Oil changes – based on mileage we put on each vehicle – my husband’s vehicle needs three a year unless we take a long-haul road trip, my vehicle usually only needs two (its only driven to/from work and some weekend outings), and my husband’s old truck that gets driven a few times a month needs one a year. We spend the equivalent of .02% per month on oil changes (when spread out over a year. The newer vehicles we take to a local shop where we can use a discount card or promo coupon to reduce the cost; my husband does the oil changes himself on the truck.
We also have sinking funds for tire replacement/repairs. We’ve been lucky that two of our three vehicles are under warranty and the only repairs needed during our ownership have been due to recalls. Additionally, the husband’s truck needs a few things overhauled on it that can wait and we’ve saved up for covering the cost of sometime in the next couple of years.
Food – 8% total for groceries and eating out on a monthly basis for two people – we shop multiple stores within a few miles of our house/office to get the best pricing; our eating out budget varies by month, an average of 2-3% for it.
Medical – Varies by month. There are vitamins and supplements we both take (I have more than my husband due to health issues) that we replace as they run out, and I have a sinking fund I add to monthly for medical due to periodic dental work.

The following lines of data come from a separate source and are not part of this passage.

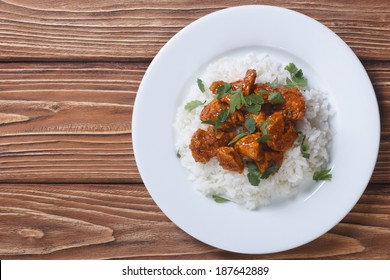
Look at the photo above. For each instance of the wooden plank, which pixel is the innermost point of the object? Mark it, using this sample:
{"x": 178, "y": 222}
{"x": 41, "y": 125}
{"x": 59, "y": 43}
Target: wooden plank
{"x": 136, "y": 30}
{"x": 132, "y": 226}
{"x": 67, "y": 122}
{"x": 72, "y": 122}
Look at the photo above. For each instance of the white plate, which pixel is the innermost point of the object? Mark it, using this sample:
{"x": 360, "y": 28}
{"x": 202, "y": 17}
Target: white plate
{"x": 328, "y": 63}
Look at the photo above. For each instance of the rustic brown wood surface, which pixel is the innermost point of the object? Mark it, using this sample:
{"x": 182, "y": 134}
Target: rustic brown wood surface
{"x": 69, "y": 185}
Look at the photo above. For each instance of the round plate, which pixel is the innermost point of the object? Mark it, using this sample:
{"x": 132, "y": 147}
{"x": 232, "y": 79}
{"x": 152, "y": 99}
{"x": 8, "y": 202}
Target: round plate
{"x": 327, "y": 62}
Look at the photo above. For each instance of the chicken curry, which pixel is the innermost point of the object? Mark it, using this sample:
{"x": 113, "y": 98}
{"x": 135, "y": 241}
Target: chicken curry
{"x": 248, "y": 121}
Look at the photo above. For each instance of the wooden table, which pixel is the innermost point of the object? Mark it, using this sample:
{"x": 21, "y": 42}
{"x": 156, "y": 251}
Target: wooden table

We both pay out of pocket for some of our insurance coverage beyond what our employers provide, no more than $125 a month combined (but as we don’t pay it after we get our checks, we don’t consider it a part of our monthly budget). I factor these costs in between savings & misc; December I had a few medical costs that I used sinking funds to cover.
Pets – We spend roughly $35-40 per month on average for pet food and treats plus have a sinking fund that we add $150 per month towards annual vaccinations and medications (heartworm + flea/tick). We have been fortunate that our two of our three pets haven’t had major medical expenses; the one that has we were fortunate that pet insurance covered the majority of the costs on.
Savings (Sinking Funds) + Investing – Most recently we’ve managed to save 25 – 30% of our income in either post tax investing or sinking funds for future expenses.
Personal spending (includes splurge, clothing, activities, gifting) – again, varies by month. Some of the expenses we have sinking funds that we allot a certain amount to monthly unless we spend a bit more than planned, then the lower priority sinking funds suffer. We also accumulate our credit card rewards on our cashback cards to use as part of our gifting budget. The splurge part of this section of the budget is the one we’re working on monthly: to stick to a set amount so we can achieve other goals. This is also included in the misc category on the chart.
Charity – varies by month (we know we should donate more … and plan to increase this one as we work our way towards financial independence). This is also included in the misc category on the chart.
Emergency Savings – While we were building this account up, the amount fluctuated every month – we tried to put a minimum amount each month until we reached our goal amount. We alternated our focus with paying off one of our vehicles.
Debt (other than house and auto) – Since October we’ve had to resume paying the husband’s student loans (not included in the chart). Additionally, we have one auto loan payment that we’re paying an extra $100 per month towards.